As far as the VW win, we are the primary which is, to answer your question, yes, we are the primary for that, and the breadth is for the VW brand overall or the VW Group overall.
Hassane and for my follow-up, in the past cycles, Hassane, we've seen the channel recover fast, particularly when it's been stopped in this manner. I guess I'm going to put you in a theoretical spot here. Why do you think the channel is not spiking up? Is it because there is still plenty of inventory out there and they don't feel like they need to load up just yet, and it's going to come? Or has something shifted in the way they are thinking about stocking product?
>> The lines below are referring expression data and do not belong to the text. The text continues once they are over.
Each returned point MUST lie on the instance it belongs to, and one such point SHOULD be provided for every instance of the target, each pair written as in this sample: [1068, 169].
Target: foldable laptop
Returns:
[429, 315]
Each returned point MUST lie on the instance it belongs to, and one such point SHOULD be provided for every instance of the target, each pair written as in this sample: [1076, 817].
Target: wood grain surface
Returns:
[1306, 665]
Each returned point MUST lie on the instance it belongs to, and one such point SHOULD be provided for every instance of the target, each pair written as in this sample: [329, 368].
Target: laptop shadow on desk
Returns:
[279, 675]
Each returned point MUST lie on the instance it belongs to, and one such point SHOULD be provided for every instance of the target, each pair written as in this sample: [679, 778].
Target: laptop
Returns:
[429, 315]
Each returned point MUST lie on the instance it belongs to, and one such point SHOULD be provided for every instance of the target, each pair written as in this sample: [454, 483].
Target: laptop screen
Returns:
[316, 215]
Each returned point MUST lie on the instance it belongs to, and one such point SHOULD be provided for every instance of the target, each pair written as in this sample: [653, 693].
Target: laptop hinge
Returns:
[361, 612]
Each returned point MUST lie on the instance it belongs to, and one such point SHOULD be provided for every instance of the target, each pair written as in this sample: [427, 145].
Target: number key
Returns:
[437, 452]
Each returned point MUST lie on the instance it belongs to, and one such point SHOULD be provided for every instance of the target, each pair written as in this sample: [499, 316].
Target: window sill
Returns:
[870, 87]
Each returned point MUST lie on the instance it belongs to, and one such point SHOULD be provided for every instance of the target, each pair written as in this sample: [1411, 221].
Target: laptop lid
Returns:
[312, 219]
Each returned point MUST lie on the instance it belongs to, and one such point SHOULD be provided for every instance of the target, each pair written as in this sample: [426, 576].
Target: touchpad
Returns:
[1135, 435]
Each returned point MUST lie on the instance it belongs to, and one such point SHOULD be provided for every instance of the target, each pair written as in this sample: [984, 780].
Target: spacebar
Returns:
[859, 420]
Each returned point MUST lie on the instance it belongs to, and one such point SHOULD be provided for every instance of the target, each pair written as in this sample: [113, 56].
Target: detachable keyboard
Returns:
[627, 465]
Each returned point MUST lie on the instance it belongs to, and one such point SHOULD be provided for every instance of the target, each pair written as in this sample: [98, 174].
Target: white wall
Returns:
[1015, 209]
Yes. Look, I mean, I can't speak for the channel in general. I can speak for what we've done in the channel. If you recall, the last few years, we've been managing the channel way tighter than a lot of our peers and really way tighter than they would want us to manage. They would take more if we ship more. But we didn't want to have a balloon in the channel inventory like some of our peers have because that puts us quarters away from seeing a recovery. Because even if you get the POS recovered and you have a lot of weeks in the channel, that's that latency that we didn't want to have and we want to be closely tied.
That's why I mentioned strategically, as we ship specifically to the mass market, the metric I use is customer count increasing that we ship to. So we are shipping and replenishing the mass market, and I do monitor Again, it's not a quarterly metric. Think about it as inventory velocity. From the time we ship it to the mass market, how long before it ships out. That velocity is monitored -- the number of customers is monitored. That's why I feel very good about increasing our channel inventory for the mass market.
But if you talk about channel inventory for the top customers, the industrial customers or what I would call the named customers, that just follows the trend because, look, half of our inventory in the channel is fulfillment. So it is demand related directly.
Ladies and gentlemen, this does conclude the Q&A portion of today's conference. I'd like to turn the call back over to Hassane El-Khoury, President and CEO for any closing remarks.
We continue to prioritize operational excellence through the market correction and demonstrate the resilience of our business. We're very proud of our global teams for executing through the current demand environment with prudent financial management. We are a better structured company because of the work we've put in during the downturn. Thank you all for joining us today.
Ladies and gentlemen, this does conclude today's presentation. You may now disconnect, and have a wonderful day.